EMG and nerve conduction studies together can help diagnose a wide range of conditions affecting the peripheral nervous system and muscles. These include nerve compression injuries like carpal tunnel syndrome, nerve root problems from herniated discs, peripheral neuropathies (often from diabetes), motor neuron diseases like ALS, and muscle diseases including various forms of myopathy and muscular dystrophy. The tests can also help determine whether weakness is from an old injury that has stabilized or an ongoing process that’s getting worse, which directly shapes treatment decisions.

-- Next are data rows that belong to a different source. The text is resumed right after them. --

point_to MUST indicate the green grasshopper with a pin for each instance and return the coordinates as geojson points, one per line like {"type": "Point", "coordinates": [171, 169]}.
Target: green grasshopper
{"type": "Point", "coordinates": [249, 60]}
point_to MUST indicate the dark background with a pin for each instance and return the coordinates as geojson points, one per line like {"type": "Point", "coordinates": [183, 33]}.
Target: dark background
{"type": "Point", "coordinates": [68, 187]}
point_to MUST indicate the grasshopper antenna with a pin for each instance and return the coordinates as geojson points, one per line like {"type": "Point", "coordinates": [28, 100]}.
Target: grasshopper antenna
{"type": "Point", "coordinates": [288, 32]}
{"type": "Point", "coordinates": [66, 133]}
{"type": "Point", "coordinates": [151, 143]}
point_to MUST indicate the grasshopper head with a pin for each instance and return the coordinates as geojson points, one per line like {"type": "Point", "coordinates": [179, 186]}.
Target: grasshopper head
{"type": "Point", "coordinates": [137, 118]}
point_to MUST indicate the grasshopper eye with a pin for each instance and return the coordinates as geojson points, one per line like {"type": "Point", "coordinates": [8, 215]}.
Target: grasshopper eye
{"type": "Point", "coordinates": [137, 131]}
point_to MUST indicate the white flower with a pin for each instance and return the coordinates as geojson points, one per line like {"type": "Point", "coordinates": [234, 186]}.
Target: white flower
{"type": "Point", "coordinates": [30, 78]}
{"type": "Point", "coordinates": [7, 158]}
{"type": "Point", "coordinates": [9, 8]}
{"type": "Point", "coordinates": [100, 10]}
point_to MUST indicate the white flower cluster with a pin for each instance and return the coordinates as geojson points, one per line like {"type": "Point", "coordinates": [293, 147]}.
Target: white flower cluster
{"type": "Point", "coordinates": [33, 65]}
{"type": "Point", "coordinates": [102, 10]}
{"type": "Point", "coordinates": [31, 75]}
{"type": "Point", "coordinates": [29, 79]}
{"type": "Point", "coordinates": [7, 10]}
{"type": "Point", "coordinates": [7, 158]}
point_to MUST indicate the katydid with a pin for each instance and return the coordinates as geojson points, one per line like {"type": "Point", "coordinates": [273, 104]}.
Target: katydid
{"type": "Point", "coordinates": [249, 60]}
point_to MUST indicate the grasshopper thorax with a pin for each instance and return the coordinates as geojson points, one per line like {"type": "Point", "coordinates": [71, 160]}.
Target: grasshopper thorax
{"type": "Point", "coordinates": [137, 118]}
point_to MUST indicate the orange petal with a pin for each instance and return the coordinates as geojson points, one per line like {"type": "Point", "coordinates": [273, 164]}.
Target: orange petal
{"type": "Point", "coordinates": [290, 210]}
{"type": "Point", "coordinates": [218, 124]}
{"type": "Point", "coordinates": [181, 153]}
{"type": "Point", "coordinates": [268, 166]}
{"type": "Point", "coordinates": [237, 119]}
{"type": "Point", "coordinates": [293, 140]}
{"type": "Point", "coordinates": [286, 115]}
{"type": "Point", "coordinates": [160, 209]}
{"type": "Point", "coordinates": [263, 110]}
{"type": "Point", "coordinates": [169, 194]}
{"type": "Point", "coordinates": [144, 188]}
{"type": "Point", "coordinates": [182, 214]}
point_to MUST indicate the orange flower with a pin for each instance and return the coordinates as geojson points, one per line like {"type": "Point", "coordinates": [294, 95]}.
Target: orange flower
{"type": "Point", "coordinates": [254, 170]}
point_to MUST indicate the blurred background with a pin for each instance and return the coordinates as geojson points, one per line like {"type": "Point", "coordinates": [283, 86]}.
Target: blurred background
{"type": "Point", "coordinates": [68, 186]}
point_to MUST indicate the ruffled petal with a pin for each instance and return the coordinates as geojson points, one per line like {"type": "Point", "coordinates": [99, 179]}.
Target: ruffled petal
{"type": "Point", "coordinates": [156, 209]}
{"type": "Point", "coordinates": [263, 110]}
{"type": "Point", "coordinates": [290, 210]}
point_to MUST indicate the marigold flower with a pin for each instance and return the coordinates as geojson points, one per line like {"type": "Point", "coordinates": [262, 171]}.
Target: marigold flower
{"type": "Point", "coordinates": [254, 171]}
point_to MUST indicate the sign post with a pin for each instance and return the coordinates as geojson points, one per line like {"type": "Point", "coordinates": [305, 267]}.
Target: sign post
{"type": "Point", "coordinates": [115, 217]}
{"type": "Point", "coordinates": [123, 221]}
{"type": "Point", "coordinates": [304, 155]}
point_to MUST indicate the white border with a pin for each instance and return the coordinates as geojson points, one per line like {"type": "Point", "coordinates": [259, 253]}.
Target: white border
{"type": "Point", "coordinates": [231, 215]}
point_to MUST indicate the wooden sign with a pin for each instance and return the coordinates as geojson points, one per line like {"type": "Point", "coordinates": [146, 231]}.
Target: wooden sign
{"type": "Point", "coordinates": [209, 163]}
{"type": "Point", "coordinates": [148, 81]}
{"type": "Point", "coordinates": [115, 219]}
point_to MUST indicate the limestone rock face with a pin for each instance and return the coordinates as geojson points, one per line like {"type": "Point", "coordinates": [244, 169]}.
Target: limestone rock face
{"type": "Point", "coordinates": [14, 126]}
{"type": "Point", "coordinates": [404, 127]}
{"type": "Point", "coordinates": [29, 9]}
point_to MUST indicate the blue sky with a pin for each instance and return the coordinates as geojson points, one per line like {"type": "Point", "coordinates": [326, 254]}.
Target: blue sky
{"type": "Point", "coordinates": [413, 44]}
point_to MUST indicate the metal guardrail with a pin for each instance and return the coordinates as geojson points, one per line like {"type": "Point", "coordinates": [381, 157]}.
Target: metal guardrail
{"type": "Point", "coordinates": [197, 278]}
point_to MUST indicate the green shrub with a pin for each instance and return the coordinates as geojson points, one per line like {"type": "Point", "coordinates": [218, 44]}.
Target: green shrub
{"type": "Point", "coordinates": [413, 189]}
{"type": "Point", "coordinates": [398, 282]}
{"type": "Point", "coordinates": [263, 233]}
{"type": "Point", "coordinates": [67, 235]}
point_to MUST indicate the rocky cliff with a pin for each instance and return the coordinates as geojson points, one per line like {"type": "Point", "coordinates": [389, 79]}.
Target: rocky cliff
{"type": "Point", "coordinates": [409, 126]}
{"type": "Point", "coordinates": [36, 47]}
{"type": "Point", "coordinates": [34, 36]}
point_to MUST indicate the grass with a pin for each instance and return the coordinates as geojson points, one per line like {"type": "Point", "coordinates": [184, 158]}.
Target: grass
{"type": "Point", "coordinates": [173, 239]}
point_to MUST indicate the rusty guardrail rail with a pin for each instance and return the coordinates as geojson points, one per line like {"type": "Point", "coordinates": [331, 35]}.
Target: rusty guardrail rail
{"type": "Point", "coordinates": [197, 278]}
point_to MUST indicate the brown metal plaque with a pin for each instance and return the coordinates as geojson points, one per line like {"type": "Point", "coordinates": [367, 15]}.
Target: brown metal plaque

The specific electrical patterns act like fingerprints for different types of damage. Fibrillation potentials, those spontaneous flickers in a resting muscle, indicate that muscle fibers have lost their nerve supply, a hallmark of denervation. The severity is graded on a scale from 1+ (sparse, found in a couple of areas) to 4+ (profuse, filling the entire baseline across all tested areas). In myopathies, the signals are characteristically short and small because individual motor units have lost muscle fibers. The remaining motor units have to be recruited earlier and in greater numbers to generate the same force, a pattern called early recruitment that an experienced examiner recognizes immediately. In chronic nerve injuries that have partially healed through collateral sprouting, the opposite happens: signals become abnormally large and long, and fewer motor units fire but at higher frequencies to compensate for the ones that were lost.

Safety and Preparation

EMG is generally a safe procedure. The needle electrode carries a small risk of minor bleeding or, rarely, infection at the insertion site. If you’re taking blood thinners like warfarin, let your provider know beforehand. The risk of significant bleeding is low even with anticoagulation, but the examiner may adjust which muscles they test to avoid particularly vulnerable sites. Having an implanted pacemaker or defibrillator is not a contraindication for the test, though nerve conduction studies should not be performed near catheters or leads that directly contact the heart, such as external pacemaker wires.

There are no lasting restrictions after the test. You might feel mild soreness in the muscles that were tested, similar to what you’d feel after a blood draw, but this typically resolves within a day or two. No sedation is involved, so you can drive yourself home and return to normal activities immediately.